Rockstar Games menuai gelombang kritik setelah membuka pre-order GTA 6 secara global dan mengonfirmasi bahwa versi fisiknya tidak akan menyertakan cakram game di dalam kotak. Bagi banyak penggemar, keputusan itu terasa janggal karena game yang sangat dinantikan ini justru dijual dalam kemasan fisik yang isinya hanya kode digital.
Reaksi keras langsung mengalir di media sosial seperti X dan Reddit. Banyak pemain mempertanyakan alasan membeli edisi fisik jika game tetap harus diunduh lewat kode satu kali pakai.
Kekecewaan soal versi fisik
Kekecewaan para fans bukan hanya soal isi kotak, tetapi juga soal identitas produk itu sendiri. Sejumlah penggemar menilai langkah Rockstar membuat versi fisik GTA 6 tidak benar-benar terasa fisik, terutama setelah menunggu lebih dari satu dekade untuk kehadiran seri terbaru ini.
Di kalangan kolektor, absennya cakram dianggap sebagai kemunduran. Selama ini, game fisik punya nilai lebih karena bisa disimpan, dipamerkan, dipinjamkan, atau dijual kembali setelah selesai dimainkan.
Tradisi koleksi yang terasa hilang
Kritik terhadap Rockstar juga dipicu oleh tradisi panjang seri Grand Theft Auto saat hadir dalam format fisik. Pada era PlayStation 3 dan Xbox 360, GTA V dikenal lewat bonus kemasan berupa peta dunia permainan berukuran besar yang justru menjadi koleksi favorit banyak pemain.
Karena itu, sebagian penggemar khawatir peluncuran GTA 6 akan menghapus tradisi yang selama ini melekat pada perilisan seri ini. Bahkan jika Rockstar menambahkan bonus seperti peta Vice City, sejumlah fans tetap menilai hal itu belum cukup untuk menggantikan hilangnya cakram game.
Masalah nilai jual dan harga
Kontroversi ini juga menyentuh persoalan nilai jual kembali. Dalam format cakram, game fisik masih bisa dipinjamkan atau dijual lagi ke pemain lain, sementara kode digital umumnya hanya dapat digunakan satu kali.
Keluhan semakin kuat karena harga GTA 6 disebut lebih tinggi dibanding kebanyakan game AAA saat ini. Rockstar membanderol versi standar seharga 79,99 dolar AS atau sekitar Rp1,3 juta, sedangkan Ultimate Edition dijual 100 dolar AS atau setara Rp1,6 juta.

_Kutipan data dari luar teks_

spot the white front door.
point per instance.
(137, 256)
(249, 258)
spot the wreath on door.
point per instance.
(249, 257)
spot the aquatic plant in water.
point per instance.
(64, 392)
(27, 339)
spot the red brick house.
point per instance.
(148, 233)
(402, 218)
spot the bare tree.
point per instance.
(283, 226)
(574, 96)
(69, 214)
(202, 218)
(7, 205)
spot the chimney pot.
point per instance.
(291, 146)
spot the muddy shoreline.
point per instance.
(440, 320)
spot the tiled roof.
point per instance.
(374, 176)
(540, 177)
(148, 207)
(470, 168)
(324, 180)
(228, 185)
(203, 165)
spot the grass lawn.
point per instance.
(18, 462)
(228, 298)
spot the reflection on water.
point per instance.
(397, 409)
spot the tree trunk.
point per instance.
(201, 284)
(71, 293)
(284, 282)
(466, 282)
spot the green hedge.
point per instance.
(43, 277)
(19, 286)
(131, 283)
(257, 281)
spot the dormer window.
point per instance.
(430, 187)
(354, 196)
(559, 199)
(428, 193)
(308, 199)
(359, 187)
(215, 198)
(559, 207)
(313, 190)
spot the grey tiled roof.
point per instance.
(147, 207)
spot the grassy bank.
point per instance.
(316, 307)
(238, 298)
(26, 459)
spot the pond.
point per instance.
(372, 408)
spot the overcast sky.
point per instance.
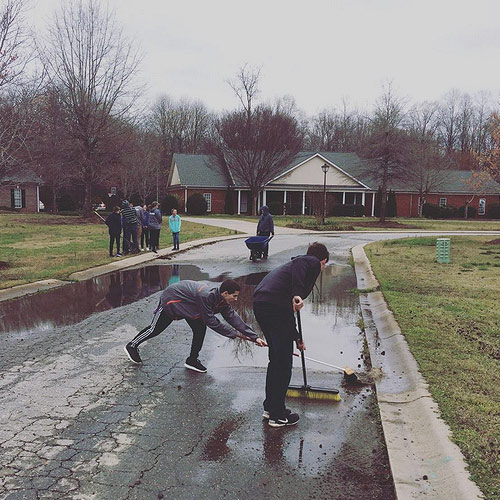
(318, 51)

Edisi Ultimate itu menawarkan bonus tambahan seperti kendaraan eksklusif, senjata khusus, dan kostum karakter. Namun bagi sebagian penggemar, bonus tersebut belum menutup rasa kecewa karena kotak fisik tetap tidak berisi CD.
Alasan bisnis di balik keputusan Rockstar
Di sisi lain, langkah ini dinilai punya logika bisnis yang kuat. Jurnalis video game Vic Hood menilai penggunaan kode digital bisa membantu mengurangi risiko kebocoran informasi sebelum peluncuran resmi.
Dalam beberapa tahun terakhir, sejumlah game besar memang sempat bocor lebih awal karena salinan fisik beredar sebelum tanggal rilis. Dengan menghilangkan cakram, Rockstar diyakini dapat memperketat distribusi dan menekan potensi penyebaran konten game sebelum waktunya.
Keputusan ini juga berbeda dari rumor yang sempat beredar sebelumnya. Ada laporan yang menyebut Rockstar mungkin menunda penjualan versi fisik GTA 6 hingga 2027 untuk mencegah kebocoran, tetapi kabar itu telah dibantah oleh CEO Take-Two Interactive, Strauss Zelnick.
Antusiasme tetap tinggi
Meski kritik ramai bermunculan, minat terhadap GTA 6 tetap sangat besar. Game ini akan menjadi seri pertama yang menghadirkan protagonis perempuan bernama Lucia dalam dunia GTA modern, dengan Jason sebagai karakter lain yang juga dapat dimainkan.
GTA 6 dijadwalkan meluncur pada 19 November 2026 untuk PlayStation 5, Xbox Series X, dan Xbox Series S. Menjelang perilisannya, sorotan publik justru lebih banyak tertuju pada kontroversi versi fisik tanpa CD yang membuat Rockstar kembali jadi bahan perbincangan besar di komunitas gamer dunia.